Three beautiful hikes + one glorious sandwich = The Tri-Tip Challenge.
We got up early on Saturday morning to get a head start on our adventure. Forty five minutes into our drive, we stopped at a coffee shop in El Ranchero Market to fuel up on caffeine. We walked through the door and were instantly engrossed in that small town charm. The workers seemed to know everyone, greeted each customer with enthusiasm, and made delicious drinks! We got two large vanilla lattes and will definitely be going back.
We got into San Luis Obispo (SLO) around 9 am and parked at our first hike—Bishop Peak. This is one of the most popular hikes in SLO. It’s about 3.4 miles, but our tracker said it was 3.8 miles. Most of the trail is exposed and there are plenty of man-made rock steps which made us feel like we were still getting our usual Saturday morning stairs workout in. It took us 45 minutes to get to the top where we enjoyed a beautiful view of the city before hiking back down.
For our next hike, the Poly P, we drove to the Cal Poly campus. Toward the hillside sits a large P with a fire road and paths leading to its location. Close to where we parked were a bunch of goats on campus! We weren’t expecting that but it made the experience all the better.
The trail is decently steep, but only 0.5 miles to the top. Once we got to the P, we saw an awesome view of campus and the two other mountains in the Tri-Tip Challenge—Cerro San Luis and Bishop Peak.
We made our way down and hopped in the car again to complete the last hike of the challenge.
The Cerro San Luis trail was the most confusing of all three, but it would have been unusual if we didn’t get lost at least once while hiking. There were many different paths to choose from so we ended up making a 5 mile loop combining various routes. One of our detours led us to the Madonna trail where we saw the large M and another view of the city.
We kept on hiking, thinking we were making a loop, until we realized we hadn’t seen any other hikers in awhile—despite a full parking lot when we arrived. That’s when I pulled out my All Trails app and selected a route. We made a couple more wrong turns but quickly corrected with the app tracking our location. We weaved in and out of beautiful shady trees and open grass.
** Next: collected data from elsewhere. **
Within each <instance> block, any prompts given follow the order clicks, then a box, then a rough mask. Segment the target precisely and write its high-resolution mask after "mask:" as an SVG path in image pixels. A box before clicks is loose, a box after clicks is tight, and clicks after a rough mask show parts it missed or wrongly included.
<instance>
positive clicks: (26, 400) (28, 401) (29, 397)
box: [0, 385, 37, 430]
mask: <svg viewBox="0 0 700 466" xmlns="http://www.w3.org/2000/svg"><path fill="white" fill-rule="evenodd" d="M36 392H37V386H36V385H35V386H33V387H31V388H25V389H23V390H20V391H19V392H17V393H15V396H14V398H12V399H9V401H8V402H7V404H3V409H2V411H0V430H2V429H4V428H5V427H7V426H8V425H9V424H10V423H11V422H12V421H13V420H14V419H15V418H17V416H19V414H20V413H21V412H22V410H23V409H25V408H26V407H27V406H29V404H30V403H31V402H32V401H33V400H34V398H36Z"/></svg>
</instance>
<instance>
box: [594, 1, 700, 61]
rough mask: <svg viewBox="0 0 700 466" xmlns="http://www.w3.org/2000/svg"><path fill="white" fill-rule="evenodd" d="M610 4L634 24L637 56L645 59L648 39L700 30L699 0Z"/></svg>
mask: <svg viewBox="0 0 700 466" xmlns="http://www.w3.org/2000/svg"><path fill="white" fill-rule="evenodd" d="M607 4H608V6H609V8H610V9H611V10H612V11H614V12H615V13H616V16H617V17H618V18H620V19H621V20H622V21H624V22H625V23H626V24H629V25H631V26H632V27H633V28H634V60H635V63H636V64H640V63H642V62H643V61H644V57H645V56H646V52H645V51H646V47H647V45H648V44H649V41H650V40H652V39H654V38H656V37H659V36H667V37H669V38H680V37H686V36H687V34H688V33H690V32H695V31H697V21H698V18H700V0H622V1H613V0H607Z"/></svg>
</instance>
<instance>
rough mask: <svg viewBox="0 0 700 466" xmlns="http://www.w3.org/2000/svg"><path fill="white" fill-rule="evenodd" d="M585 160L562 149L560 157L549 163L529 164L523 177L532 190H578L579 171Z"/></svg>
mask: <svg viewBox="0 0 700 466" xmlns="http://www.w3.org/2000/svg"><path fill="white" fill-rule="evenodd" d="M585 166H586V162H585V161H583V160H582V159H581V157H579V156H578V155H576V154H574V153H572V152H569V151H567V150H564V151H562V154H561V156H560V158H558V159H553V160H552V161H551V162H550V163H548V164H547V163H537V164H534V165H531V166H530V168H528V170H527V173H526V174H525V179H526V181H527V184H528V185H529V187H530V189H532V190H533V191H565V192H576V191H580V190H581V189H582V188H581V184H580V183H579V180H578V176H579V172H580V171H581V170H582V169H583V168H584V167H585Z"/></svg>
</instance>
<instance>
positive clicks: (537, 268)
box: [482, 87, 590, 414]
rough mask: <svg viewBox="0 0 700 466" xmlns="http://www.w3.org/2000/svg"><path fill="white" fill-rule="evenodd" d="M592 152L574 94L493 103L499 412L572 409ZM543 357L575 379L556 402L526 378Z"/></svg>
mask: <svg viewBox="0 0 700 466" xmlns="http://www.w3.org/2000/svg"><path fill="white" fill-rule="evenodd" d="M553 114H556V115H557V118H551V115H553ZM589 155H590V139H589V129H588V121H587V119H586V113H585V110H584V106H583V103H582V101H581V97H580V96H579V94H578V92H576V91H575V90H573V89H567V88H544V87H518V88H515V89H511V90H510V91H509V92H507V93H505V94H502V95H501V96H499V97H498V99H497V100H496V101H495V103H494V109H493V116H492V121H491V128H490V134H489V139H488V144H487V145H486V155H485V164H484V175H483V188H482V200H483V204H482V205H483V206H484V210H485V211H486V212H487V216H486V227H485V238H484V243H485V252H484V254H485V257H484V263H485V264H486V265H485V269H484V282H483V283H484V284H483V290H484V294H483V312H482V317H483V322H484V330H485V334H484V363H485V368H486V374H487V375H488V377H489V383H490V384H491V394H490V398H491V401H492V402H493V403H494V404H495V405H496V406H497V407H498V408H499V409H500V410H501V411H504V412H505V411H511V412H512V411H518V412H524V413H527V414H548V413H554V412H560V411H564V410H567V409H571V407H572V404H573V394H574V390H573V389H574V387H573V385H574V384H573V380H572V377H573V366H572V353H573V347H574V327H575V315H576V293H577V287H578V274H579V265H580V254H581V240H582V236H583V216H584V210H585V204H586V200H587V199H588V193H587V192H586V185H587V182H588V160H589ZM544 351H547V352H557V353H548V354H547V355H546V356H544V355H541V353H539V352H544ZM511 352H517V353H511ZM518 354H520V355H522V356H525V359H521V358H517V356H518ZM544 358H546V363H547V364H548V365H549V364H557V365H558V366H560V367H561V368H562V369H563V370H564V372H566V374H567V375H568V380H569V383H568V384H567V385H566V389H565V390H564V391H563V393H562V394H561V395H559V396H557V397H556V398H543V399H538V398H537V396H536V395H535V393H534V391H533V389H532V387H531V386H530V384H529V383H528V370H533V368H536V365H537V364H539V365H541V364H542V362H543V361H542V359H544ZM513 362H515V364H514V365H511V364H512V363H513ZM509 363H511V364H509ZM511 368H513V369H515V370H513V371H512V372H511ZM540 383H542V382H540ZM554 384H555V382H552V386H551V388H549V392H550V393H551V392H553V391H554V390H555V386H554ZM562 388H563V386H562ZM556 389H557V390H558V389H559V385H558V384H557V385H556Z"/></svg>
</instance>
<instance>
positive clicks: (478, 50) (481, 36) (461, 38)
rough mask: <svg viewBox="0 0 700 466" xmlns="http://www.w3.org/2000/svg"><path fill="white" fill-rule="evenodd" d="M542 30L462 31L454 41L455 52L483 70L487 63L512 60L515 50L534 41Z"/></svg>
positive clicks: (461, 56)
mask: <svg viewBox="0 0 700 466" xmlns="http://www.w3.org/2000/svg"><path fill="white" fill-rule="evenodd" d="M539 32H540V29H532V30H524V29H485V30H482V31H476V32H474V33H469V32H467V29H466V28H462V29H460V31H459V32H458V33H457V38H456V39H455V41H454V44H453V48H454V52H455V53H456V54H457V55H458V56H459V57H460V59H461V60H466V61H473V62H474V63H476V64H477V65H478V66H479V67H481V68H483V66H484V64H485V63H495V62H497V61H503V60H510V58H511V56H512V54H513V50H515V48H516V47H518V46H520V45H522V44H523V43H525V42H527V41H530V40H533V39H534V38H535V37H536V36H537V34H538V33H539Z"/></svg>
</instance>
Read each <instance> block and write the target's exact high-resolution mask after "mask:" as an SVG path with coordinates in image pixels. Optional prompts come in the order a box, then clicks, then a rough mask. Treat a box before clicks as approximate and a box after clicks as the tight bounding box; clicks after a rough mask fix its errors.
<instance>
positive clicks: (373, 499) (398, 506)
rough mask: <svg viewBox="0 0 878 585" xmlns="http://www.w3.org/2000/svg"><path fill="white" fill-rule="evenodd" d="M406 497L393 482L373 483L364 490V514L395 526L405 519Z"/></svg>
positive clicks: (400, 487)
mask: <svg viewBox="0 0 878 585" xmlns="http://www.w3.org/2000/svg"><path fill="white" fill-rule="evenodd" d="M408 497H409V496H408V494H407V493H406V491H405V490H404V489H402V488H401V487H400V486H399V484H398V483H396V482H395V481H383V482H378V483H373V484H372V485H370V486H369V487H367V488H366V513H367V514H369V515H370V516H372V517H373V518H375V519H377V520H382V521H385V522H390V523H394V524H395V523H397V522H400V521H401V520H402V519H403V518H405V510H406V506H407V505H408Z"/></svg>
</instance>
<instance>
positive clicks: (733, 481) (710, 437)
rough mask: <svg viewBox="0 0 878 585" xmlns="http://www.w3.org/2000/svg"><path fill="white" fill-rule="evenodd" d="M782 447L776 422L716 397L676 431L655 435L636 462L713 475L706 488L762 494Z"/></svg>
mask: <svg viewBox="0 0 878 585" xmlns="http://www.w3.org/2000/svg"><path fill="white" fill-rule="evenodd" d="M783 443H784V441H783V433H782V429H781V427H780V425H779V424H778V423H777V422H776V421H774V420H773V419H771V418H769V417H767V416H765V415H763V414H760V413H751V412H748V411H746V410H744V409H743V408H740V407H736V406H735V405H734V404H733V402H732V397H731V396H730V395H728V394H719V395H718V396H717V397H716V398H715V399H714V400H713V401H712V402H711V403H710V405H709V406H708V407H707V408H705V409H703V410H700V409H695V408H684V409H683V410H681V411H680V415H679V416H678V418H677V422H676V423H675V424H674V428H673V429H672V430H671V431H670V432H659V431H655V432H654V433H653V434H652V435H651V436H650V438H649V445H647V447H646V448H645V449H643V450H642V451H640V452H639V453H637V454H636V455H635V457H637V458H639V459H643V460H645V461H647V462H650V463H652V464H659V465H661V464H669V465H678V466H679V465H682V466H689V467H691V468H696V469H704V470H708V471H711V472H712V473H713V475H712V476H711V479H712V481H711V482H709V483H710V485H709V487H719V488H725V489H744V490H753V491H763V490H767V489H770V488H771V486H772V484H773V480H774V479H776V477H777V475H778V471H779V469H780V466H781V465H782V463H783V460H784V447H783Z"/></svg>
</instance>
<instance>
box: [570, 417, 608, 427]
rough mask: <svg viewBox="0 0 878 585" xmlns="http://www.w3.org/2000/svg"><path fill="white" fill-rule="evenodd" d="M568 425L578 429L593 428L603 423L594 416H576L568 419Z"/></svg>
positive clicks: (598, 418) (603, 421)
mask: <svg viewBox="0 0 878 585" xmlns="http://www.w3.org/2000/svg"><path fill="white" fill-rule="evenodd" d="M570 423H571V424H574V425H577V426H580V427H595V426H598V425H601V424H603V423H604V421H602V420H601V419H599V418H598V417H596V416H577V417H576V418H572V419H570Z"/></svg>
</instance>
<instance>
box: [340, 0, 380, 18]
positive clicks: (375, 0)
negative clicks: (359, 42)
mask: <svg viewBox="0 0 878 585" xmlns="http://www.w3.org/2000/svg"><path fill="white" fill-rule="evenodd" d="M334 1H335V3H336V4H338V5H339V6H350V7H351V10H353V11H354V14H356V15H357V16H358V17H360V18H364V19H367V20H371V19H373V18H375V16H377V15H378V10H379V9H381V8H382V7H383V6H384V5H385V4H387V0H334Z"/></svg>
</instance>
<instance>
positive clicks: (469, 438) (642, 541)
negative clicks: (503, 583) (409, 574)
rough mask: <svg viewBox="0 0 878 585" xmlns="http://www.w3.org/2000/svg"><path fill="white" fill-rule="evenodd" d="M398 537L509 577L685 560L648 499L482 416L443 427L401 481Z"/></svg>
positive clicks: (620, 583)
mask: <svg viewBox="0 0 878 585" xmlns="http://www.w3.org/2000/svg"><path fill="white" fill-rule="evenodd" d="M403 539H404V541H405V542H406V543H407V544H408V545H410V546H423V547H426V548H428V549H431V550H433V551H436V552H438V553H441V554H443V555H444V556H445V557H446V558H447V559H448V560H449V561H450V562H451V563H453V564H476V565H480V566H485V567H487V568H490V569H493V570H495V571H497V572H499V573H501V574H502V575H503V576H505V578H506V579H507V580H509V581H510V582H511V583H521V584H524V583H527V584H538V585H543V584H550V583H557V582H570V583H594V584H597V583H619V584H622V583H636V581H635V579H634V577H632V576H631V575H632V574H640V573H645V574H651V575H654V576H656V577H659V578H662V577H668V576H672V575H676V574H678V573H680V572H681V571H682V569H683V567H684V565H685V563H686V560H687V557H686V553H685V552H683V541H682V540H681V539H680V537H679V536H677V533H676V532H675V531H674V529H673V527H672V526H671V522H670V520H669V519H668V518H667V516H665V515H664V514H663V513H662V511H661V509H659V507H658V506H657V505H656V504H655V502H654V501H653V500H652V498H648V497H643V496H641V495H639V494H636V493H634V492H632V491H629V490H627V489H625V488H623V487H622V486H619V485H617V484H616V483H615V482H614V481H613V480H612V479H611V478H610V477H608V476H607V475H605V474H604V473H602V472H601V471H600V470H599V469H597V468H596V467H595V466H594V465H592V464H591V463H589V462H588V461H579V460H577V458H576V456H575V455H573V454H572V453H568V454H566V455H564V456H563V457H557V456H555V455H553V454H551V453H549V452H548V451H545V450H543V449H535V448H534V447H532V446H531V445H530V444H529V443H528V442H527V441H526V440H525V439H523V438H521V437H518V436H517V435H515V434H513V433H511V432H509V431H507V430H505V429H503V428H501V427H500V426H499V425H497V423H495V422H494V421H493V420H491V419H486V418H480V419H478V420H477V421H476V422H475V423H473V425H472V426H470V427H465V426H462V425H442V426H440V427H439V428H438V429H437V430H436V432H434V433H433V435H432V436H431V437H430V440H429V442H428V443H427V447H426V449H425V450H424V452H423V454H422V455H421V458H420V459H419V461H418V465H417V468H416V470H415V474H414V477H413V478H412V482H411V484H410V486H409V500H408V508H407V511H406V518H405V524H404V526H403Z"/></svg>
Finally we passed some hikers and felt much better about the trail we were on. We eventually made our way around the mountain and back to the parking lot where a majority of cars we’d seen earlier had left—making us feel much more sane about the lack of people on the trail.
After hiking nearly 10 miles and completing the Tri-Tip Challenge, we were ready for some tri-tip sandwiches from Firestone Grill.
We ordered two sandwiches and a large basket of fries, of course. It was 2:30 pm when we sat down to eat and there was still a long line out the door at this place! That’s how you know it’s good—and the fact that anyone who’s ever had their tri-tip will tell you it’s the best.
When we first moved to California, we had never heard of tri-tip—and that’s saying something coming from Texas. Nearly every restaurant in Santa Barbara has tri-tip on the menu in some shape or form. For our friends in the Midwest, tri-tip is just a triangular cut of beef from the lower part of the sirloin.
We quickly learned there are two types of tri-tip people in California, those who eat it topped with BBQ sauce and those who prefer it with pico de gallo. Both options are good, but if Firestone Grill chooses to smother their sandwiches in BBQ sauce then that’s the choice for me!
With our bellies content and our legs shot, we rolled out of there as Tri-Tip Champions.